Устя сморщил брови и задумался. Черный молчал.

– Не мало ли взял Хлуд? Пятьдесят за целую мокшану! В ней, поди, на тысячу рублей товару-то будет?

– Уж этого не знаю. Сказывал так Орлик. А дядя Хлуд и мне оченно наказывал доложить тебе, как нам не ошибиться. Чтоб того Сергеева пропустить мимо Яра без обиды. А он уговорился, чтобы купец от себя на корме или у руля – как всегда для опознания – воткнул шест с синим лоскутом и с пуком конопли. Так и тебе указал передать. Синь лоскут да конопля.

– Мало взял! – ворчал Устя. – Буду я пропускать целые беляны, мокшаны да корабли с товаром за пятьдесят рублей. Сдается мне, стал Хлуд у нас деньги оттягивать. Вор он.

– Как можно, атаман. Он не таковский, – жалостливо произнес Ванька Черный.

– Да. Для тебя, цыгана. Ты хвостом у меня не верти. Ты норовишь за его дочку свататься. Знаю, брат.

– Что ж, я бы не прочь… Да не отдаст николи.

– Знамо, не отдаст. Эка невидаль, зятек из разбойников, беглый и голоштанный.

– А мастерство, атаман, нешто не в зачет. У него от меня лишних двести рублев в году будет. Он такого, как я, не найдет другого.

– Эка язык-то без костей… Мастерство? Что ты пару коней в год угонишь! Невидаль. Всего на пятнадцать рублей. Да знахарством своим рублей двадцать наживешь в году.
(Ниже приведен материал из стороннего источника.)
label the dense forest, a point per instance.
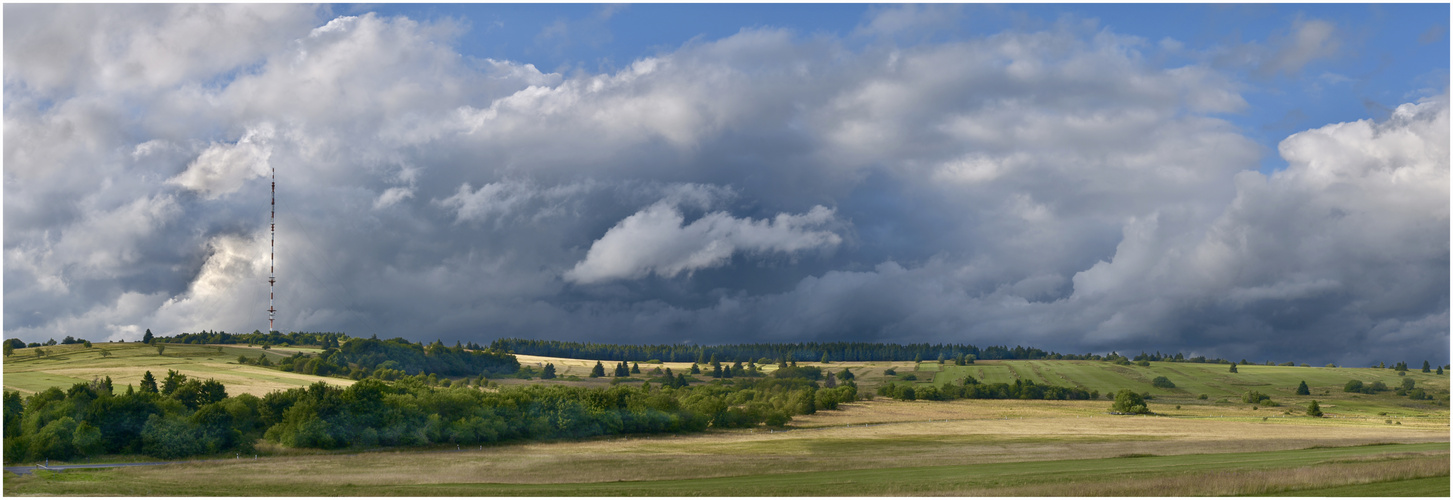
(257, 337)
(394, 358)
(183, 417)
(974, 390)
(811, 351)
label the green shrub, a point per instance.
(1129, 401)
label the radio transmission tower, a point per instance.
(272, 252)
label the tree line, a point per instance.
(772, 352)
(324, 339)
(394, 358)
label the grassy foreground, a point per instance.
(1378, 470)
(907, 448)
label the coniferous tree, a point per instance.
(172, 382)
(148, 384)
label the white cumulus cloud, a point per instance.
(656, 240)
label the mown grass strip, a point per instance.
(1418, 487)
(911, 480)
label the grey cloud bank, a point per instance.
(1048, 188)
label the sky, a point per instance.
(1264, 182)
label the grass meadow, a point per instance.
(70, 364)
(972, 452)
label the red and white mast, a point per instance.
(272, 252)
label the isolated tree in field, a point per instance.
(1312, 410)
(1129, 401)
(172, 382)
(148, 384)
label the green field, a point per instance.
(71, 364)
(1216, 382)
(1376, 470)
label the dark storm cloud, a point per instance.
(1027, 188)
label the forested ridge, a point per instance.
(808, 351)
(394, 358)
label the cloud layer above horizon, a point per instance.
(1057, 188)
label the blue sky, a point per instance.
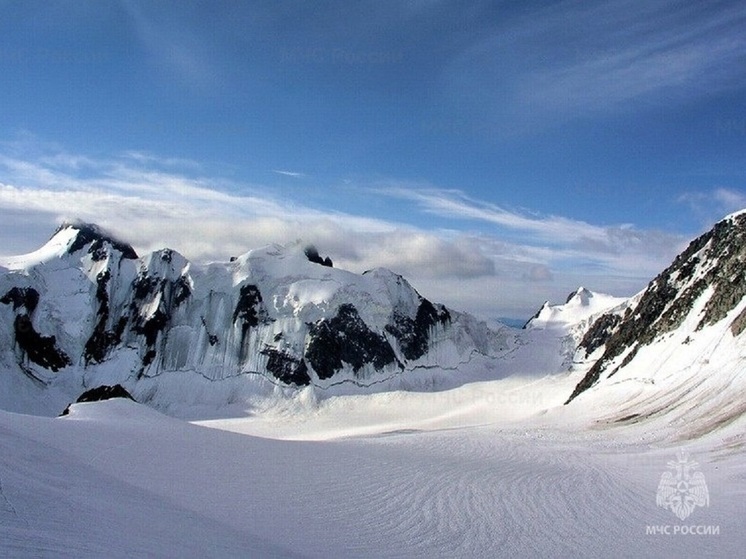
(496, 153)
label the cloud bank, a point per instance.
(488, 260)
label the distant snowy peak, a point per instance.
(70, 239)
(704, 287)
(580, 305)
(86, 309)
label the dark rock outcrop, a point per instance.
(714, 261)
(286, 368)
(39, 349)
(101, 393)
(413, 335)
(313, 255)
(93, 235)
(346, 338)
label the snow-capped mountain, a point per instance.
(86, 310)
(678, 347)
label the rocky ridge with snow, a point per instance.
(86, 308)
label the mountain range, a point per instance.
(86, 310)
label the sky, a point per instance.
(497, 154)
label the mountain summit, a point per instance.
(86, 310)
(678, 344)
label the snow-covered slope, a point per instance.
(116, 479)
(84, 310)
(677, 350)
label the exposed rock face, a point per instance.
(35, 347)
(100, 394)
(413, 335)
(346, 339)
(312, 253)
(95, 239)
(708, 278)
(86, 303)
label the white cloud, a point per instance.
(147, 201)
(712, 205)
(293, 174)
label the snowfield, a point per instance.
(468, 451)
(460, 473)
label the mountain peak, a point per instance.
(90, 233)
(581, 295)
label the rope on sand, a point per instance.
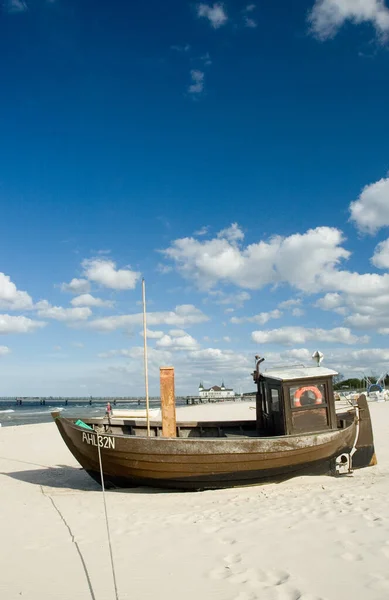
(106, 519)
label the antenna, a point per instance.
(145, 356)
(318, 357)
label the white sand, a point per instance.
(309, 538)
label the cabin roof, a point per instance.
(290, 373)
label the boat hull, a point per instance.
(203, 463)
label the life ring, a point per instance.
(308, 388)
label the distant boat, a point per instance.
(296, 431)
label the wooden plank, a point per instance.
(168, 406)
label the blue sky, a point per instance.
(234, 154)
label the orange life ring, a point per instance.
(308, 388)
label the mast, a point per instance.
(145, 356)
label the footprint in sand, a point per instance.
(385, 551)
(351, 556)
(233, 559)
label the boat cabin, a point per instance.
(294, 400)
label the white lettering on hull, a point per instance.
(103, 440)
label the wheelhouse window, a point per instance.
(275, 399)
(307, 395)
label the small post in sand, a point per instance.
(168, 406)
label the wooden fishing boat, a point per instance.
(296, 431)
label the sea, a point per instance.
(31, 412)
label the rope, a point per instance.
(106, 519)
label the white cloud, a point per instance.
(215, 14)
(232, 233)
(371, 211)
(15, 6)
(89, 300)
(301, 335)
(10, 297)
(18, 324)
(185, 48)
(152, 334)
(237, 299)
(328, 16)
(380, 258)
(178, 343)
(302, 260)
(197, 85)
(76, 286)
(177, 332)
(261, 318)
(104, 271)
(301, 354)
(182, 316)
(58, 313)
(290, 303)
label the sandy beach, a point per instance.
(309, 538)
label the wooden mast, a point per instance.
(145, 356)
(168, 406)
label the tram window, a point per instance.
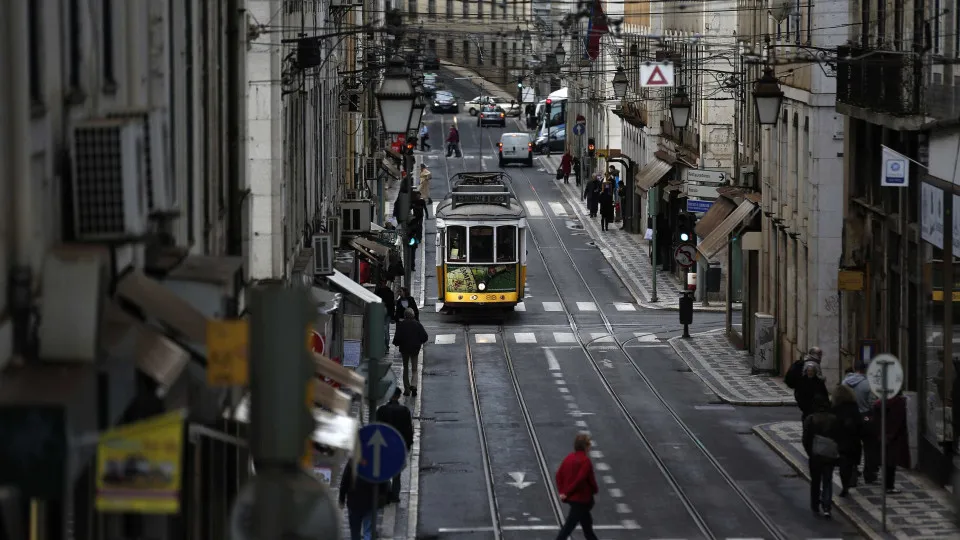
(457, 244)
(506, 243)
(481, 244)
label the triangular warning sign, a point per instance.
(656, 78)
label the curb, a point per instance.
(866, 530)
(720, 393)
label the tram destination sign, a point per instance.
(500, 199)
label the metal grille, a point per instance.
(98, 181)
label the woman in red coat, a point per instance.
(897, 443)
(577, 486)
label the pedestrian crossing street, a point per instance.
(638, 339)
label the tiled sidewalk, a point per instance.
(628, 254)
(727, 371)
(922, 511)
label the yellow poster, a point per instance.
(139, 466)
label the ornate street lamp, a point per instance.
(560, 53)
(396, 98)
(768, 97)
(680, 109)
(620, 83)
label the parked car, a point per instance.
(555, 143)
(492, 115)
(476, 104)
(510, 106)
(515, 148)
(445, 101)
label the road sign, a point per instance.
(383, 453)
(894, 379)
(698, 206)
(685, 255)
(657, 74)
(896, 169)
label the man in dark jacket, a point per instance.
(409, 337)
(397, 416)
(358, 496)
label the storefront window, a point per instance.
(506, 243)
(457, 244)
(481, 244)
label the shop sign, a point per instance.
(139, 466)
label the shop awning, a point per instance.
(722, 207)
(351, 287)
(720, 236)
(651, 173)
(370, 248)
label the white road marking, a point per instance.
(552, 362)
(525, 337)
(485, 338)
(557, 209)
(533, 208)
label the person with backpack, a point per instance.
(821, 431)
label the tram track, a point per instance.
(661, 463)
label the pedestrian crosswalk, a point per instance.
(629, 339)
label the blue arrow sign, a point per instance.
(383, 453)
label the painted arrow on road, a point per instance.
(518, 481)
(377, 442)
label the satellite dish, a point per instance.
(782, 9)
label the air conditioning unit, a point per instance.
(334, 230)
(159, 178)
(108, 161)
(356, 216)
(322, 254)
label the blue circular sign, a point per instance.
(383, 453)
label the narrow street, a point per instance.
(504, 395)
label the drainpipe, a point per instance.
(20, 294)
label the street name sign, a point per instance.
(383, 453)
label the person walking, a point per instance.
(357, 495)
(425, 177)
(606, 207)
(404, 302)
(850, 434)
(453, 141)
(577, 485)
(424, 137)
(409, 337)
(820, 435)
(897, 442)
(565, 162)
(397, 416)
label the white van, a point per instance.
(515, 148)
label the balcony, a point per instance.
(885, 86)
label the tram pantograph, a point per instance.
(481, 244)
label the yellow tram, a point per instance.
(481, 243)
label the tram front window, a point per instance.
(506, 243)
(481, 244)
(457, 244)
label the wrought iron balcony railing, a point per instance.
(885, 82)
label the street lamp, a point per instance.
(396, 98)
(560, 53)
(767, 97)
(680, 109)
(620, 83)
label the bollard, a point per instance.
(686, 312)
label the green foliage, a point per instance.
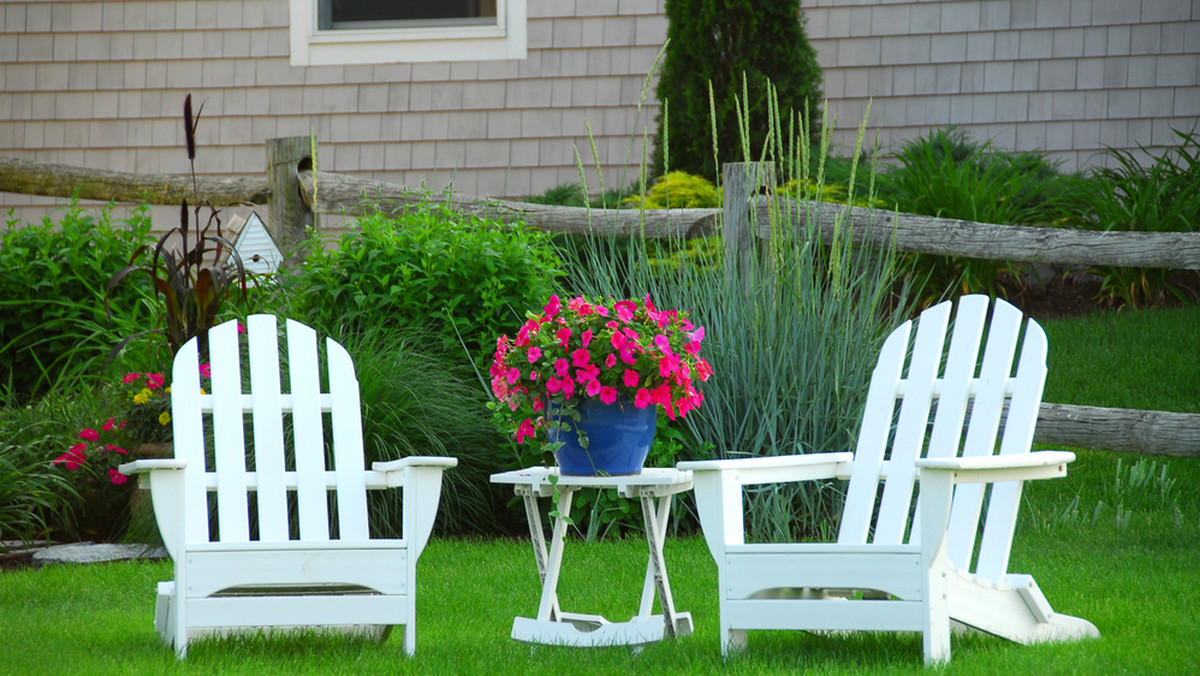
(949, 175)
(421, 402)
(792, 339)
(81, 504)
(33, 495)
(192, 265)
(720, 59)
(678, 190)
(52, 281)
(465, 277)
(1161, 196)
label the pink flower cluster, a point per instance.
(77, 455)
(108, 442)
(627, 350)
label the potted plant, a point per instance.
(588, 380)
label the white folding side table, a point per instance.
(654, 488)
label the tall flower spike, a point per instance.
(189, 127)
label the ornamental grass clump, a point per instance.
(625, 353)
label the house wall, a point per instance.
(1068, 77)
(102, 84)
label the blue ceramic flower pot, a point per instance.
(619, 436)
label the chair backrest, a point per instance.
(232, 429)
(971, 395)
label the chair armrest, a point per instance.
(777, 468)
(150, 465)
(414, 461)
(988, 468)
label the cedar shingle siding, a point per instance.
(102, 83)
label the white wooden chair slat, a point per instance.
(957, 386)
(307, 432)
(983, 429)
(873, 440)
(187, 425)
(352, 497)
(244, 578)
(789, 585)
(268, 426)
(911, 426)
(228, 430)
(996, 543)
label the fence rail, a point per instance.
(295, 192)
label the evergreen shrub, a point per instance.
(739, 48)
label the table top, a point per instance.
(535, 477)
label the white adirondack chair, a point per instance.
(895, 567)
(291, 546)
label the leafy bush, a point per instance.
(467, 279)
(192, 265)
(949, 175)
(52, 283)
(720, 60)
(417, 402)
(792, 341)
(678, 190)
(33, 495)
(1163, 196)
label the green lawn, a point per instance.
(1116, 542)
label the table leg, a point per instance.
(547, 609)
(657, 518)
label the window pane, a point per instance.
(341, 11)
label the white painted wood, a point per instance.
(268, 429)
(654, 488)
(263, 579)
(922, 582)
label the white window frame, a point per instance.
(313, 47)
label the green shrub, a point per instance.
(792, 340)
(1161, 196)
(52, 286)
(949, 175)
(678, 190)
(34, 495)
(720, 60)
(417, 402)
(463, 277)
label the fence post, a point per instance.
(289, 214)
(742, 181)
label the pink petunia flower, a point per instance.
(642, 399)
(562, 366)
(525, 430)
(629, 378)
(625, 310)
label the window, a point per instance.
(327, 33)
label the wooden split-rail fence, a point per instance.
(295, 195)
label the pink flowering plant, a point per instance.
(147, 420)
(624, 353)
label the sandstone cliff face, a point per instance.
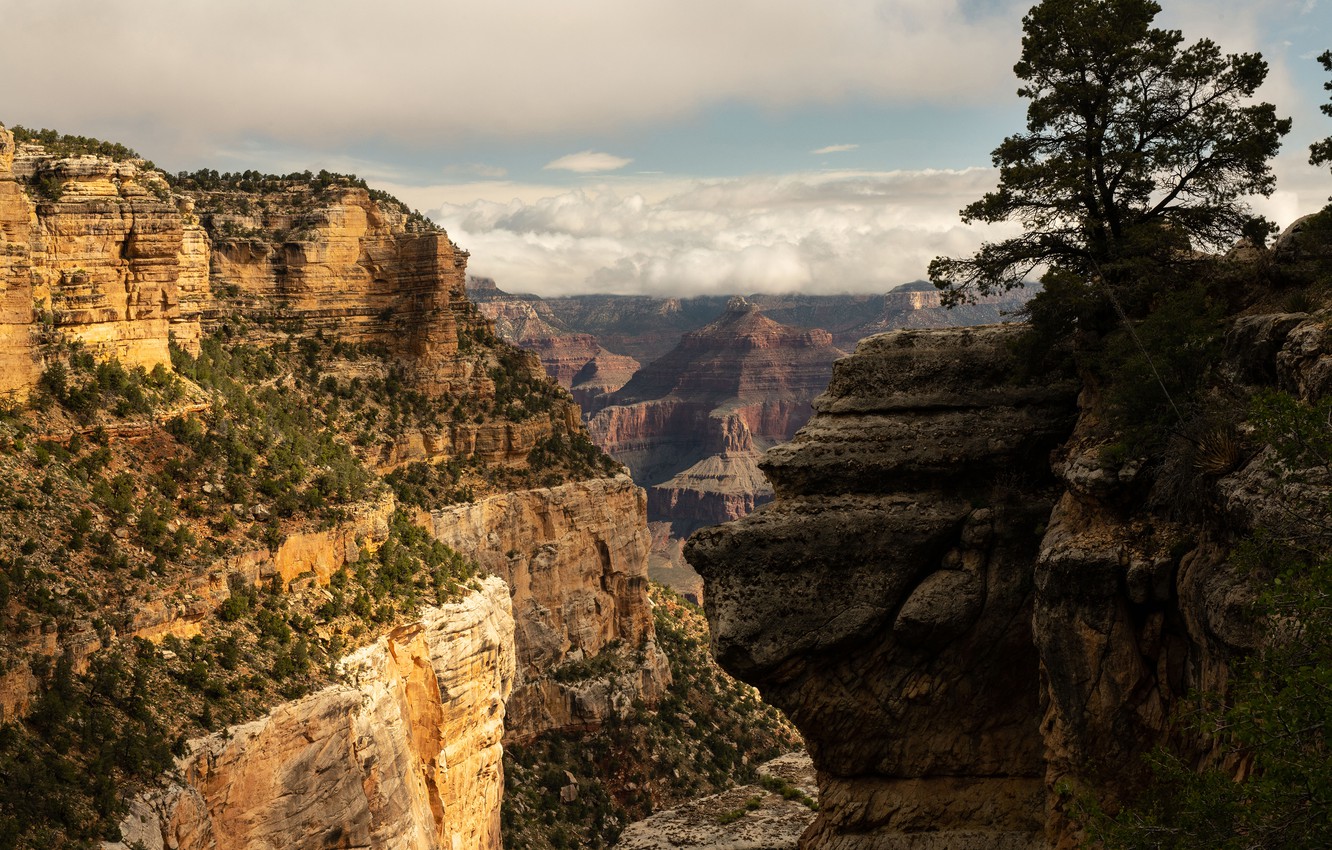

– Как можно, атаман… – ухмылялся Черный. – Я в году двадцать, а то и все две дюжины коней угоню. А знахарство мое… клад. Ей-Богу, клад. Я вот и теперь в городе хворую купчиху выхаживал и в неделю на пять с полтиной отвару своего ей перетаскал. Я один был при ней. Всех городских знахарей супруженек ее прогнал, а меня слезно просил облегчить от хворости.

– Ну, вылечил, что ль?

– Да, сначала было полегчало, а там, кто его знает, вдруг ее скрючило и дух вон. Купец с горести так на меня залезать зачал, что я уж у дяди Хлуда в сарае сидел сутки и на улицу не выходил. А там прямо сюда хватил. Все Господь. Нешто можно вылечить – коему человеку смерть надлежит быть. А народ глуп – этого не понимает. Господь к себе человека требовает, а ты, вишь, тут своим настоем из трав Божьей воле предел положи. Даже грех, ей-Богу… Глуп народ. А я знахарь во какой, каких в самой Москве нету. У меня один слепой прозрел в Дубовке. А другой был из астраханцев, огнем восемь лет горел. Я его в месяц выходил, как рукой все сняло.